Black hole entropy depends linearly on its surface. If all matter in a black hole would actually be located only on its surface (or very near), wouldn't it cause entropy to behave exactly like that?
This doesn't really make sense, for a couple of reasons. (1) Once a chunk of matter has fallen into a black hole, we expect the black hole's entropy to remain constant from that time on. Therefore the location of the matter doesn't relate logically to the entropy. (2) In your proposed interpretation, you give no reason why the entropy per unit area should be fixed. In fact, the area of the event horizon is proportional to the square of the amount of matter that has fallen in, so by your interpretation, the entropy should be proportional to the square root of the area.

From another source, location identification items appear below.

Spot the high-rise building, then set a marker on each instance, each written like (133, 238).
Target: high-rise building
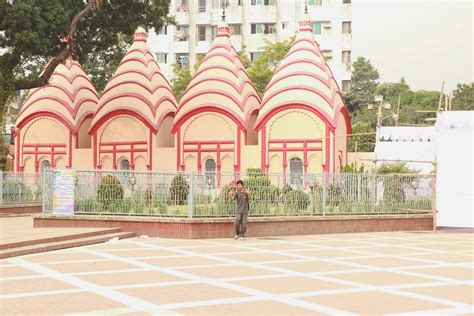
(251, 22)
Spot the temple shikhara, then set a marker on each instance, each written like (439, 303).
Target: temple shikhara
(220, 125)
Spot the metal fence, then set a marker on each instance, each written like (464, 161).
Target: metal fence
(195, 194)
(20, 188)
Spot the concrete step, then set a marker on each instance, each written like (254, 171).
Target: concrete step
(61, 236)
(49, 246)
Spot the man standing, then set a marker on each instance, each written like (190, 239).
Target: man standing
(242, 211)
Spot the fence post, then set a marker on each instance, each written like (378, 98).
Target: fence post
(324, 193)
(45, 173)
(433, 199)
(191, 195)
(359, 187)
(1, 187)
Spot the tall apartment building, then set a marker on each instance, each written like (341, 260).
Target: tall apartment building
(251, 22)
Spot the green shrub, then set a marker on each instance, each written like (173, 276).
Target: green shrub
(259, 186)
(296, 200)
(202, 198)
(149, 197)
(286, 188)
(259, 208)
(179, 190)
(346, 204)
(110, 190)
(85, 206)
(334, 193)
(16, 191)
(393, 188)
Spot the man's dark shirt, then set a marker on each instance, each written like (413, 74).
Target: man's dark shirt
(242, 202)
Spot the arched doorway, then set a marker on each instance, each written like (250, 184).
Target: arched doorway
(45, 164)
(124, 164)
(296, 172)
(210, 172)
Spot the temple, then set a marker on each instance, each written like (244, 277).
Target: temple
(220, 124)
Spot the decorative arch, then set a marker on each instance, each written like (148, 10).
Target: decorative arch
(123, 136)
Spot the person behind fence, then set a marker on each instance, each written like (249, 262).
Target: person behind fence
(242, 211)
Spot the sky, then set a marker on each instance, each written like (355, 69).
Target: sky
(425, 42)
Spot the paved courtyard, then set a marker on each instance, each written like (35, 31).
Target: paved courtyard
(370, 273)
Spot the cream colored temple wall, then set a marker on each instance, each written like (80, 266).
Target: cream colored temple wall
(340, 137)
(365, 159)
(296, 124)
(82, 158)
(164, 159)
(211, 127)
(251, 157)
(124, 128)
(34, 134)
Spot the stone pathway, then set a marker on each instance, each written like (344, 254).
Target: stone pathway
(369, 273)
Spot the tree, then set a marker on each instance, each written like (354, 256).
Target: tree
(410, 103)
(51, 31)
(182, 77)
(363, 85)
(100, 67)
(262, 69)
(364, 135)
(463, 97)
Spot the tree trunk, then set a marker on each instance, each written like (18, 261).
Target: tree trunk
(66, 52)
(42, 80)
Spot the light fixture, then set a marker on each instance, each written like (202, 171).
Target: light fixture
(378, 98)
(132, 181)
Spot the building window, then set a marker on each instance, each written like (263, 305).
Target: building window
(45, 164)
(263, 28)
(255, 28)
(216, 4)
(346, 27)
(269, 29)
(202, 6)
(182, 5)
(182, 60)
(296, 172)
(346, 56)
(124, 164)
(163, 31)
(254, 55)
(213, 31)
(182, 33)
(346, 85)
(162, 58)
(327, 53)
(199, 57)
(317, 28)
(236, 29)
(201, 33)
(210, 169)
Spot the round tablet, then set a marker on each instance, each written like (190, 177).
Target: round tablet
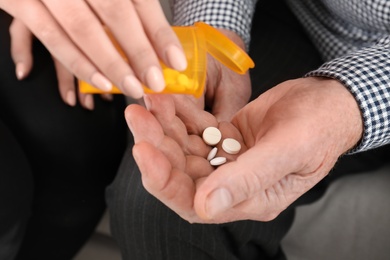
(231, 146)
(211, 135)
(212, 153)
(218, 161)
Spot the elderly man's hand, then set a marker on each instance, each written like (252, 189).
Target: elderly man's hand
(291, 137)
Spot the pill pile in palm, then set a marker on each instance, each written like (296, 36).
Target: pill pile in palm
(212, 136)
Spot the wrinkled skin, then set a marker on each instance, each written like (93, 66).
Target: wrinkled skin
(291, 137)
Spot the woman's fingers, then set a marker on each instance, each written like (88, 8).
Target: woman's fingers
(21, 43)
(75, 33)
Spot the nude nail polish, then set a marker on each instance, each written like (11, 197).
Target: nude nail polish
(176, 58)
(155, 79)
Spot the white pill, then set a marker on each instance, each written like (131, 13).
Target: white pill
(212, 153)
(231, 146)
(218, 161)
(211, 135)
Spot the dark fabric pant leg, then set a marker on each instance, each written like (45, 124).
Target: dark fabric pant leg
(146, 229)
(73, 153)
(16, 190)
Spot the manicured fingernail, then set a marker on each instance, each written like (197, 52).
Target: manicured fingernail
(176, 58)
(20, 70)
(101, 82)
(71, 98)
(218, 201)
(155, 79)
(148, 102)
(132, 87)
(107, 97)
(88, 102)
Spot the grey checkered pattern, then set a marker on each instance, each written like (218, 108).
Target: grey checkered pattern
(353, 36)
(234, 15)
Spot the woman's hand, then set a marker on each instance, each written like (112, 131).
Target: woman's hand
(21, 43)
(291, 137)
(74, 34)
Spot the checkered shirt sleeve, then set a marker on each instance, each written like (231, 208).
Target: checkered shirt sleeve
(366, 73)
(234, 15)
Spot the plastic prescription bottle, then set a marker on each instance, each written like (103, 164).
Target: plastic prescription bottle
(197, 41)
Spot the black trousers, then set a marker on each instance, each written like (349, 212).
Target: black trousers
(55, 160)
(146, 229)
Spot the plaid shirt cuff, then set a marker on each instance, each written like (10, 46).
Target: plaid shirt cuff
(234, 15)
(366, 73)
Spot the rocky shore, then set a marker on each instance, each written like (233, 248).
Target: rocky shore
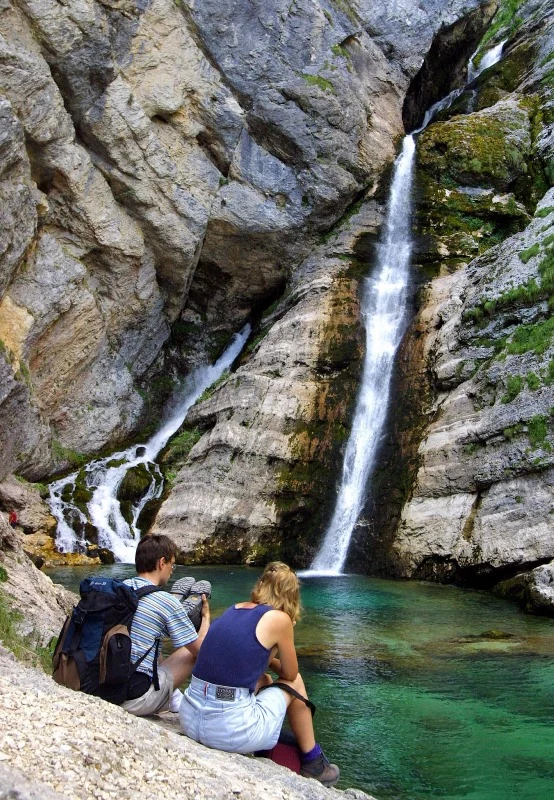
(55, 743)
(58, 743)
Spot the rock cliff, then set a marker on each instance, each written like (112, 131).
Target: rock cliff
(40, 605)
(480, 353)
(165, 166)
(170, 170)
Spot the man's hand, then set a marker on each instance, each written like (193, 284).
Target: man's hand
(205, 624)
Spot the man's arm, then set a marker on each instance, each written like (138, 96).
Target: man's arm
(194, 646)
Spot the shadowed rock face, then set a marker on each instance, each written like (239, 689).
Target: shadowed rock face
(160, 170)
(479, 504)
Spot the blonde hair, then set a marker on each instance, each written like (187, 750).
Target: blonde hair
(279, 587)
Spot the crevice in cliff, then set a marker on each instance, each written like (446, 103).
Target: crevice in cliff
(445, 65)
(447, 569)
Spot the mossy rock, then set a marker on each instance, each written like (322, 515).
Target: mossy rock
(489, 149)
(135, 484)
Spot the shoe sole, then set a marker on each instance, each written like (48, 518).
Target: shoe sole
(182, 587)
(201, 587)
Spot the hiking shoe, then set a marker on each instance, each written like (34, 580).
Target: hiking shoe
(182, 587)
(193, 603)
(321, 770)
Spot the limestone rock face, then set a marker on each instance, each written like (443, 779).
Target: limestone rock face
(482, 504)
(159, 171)
(42, 605)
(259, 482)
(534, 590)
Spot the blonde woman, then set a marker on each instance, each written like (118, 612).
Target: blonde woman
(224, 706)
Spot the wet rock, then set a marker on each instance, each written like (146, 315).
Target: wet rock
(480, 506)
(33, 514)
(42, 605)
(533, 590)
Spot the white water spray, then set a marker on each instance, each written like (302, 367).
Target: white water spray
(105, 475)
(384, 315)
(490, 58)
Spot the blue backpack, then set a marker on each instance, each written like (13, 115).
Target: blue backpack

Another thing you need to realize is that if matter falls into a black hole, it doesn't make sense to discuss where the matter is "now." General relativity doesn't define simultaneity in a way that would make that meaningful. For more on this, see this answer: https://physics.stackexchange.com/a/146852/4552
Somewhat akin to how gravitational waves can displace matter far away from black hole.
Not sure what you mean by this. This sounds wrong.
In that way black hole interior is just a (topological) hole in fabric of the space time.
This is not an interpretation that fits very well with current ideas about relativity. For more details, see this question: Is it possible the space-time manifold itself could stop at a black hole's event horizon? Basically it's the singularity that we describe as a topological hole, not the entire interior.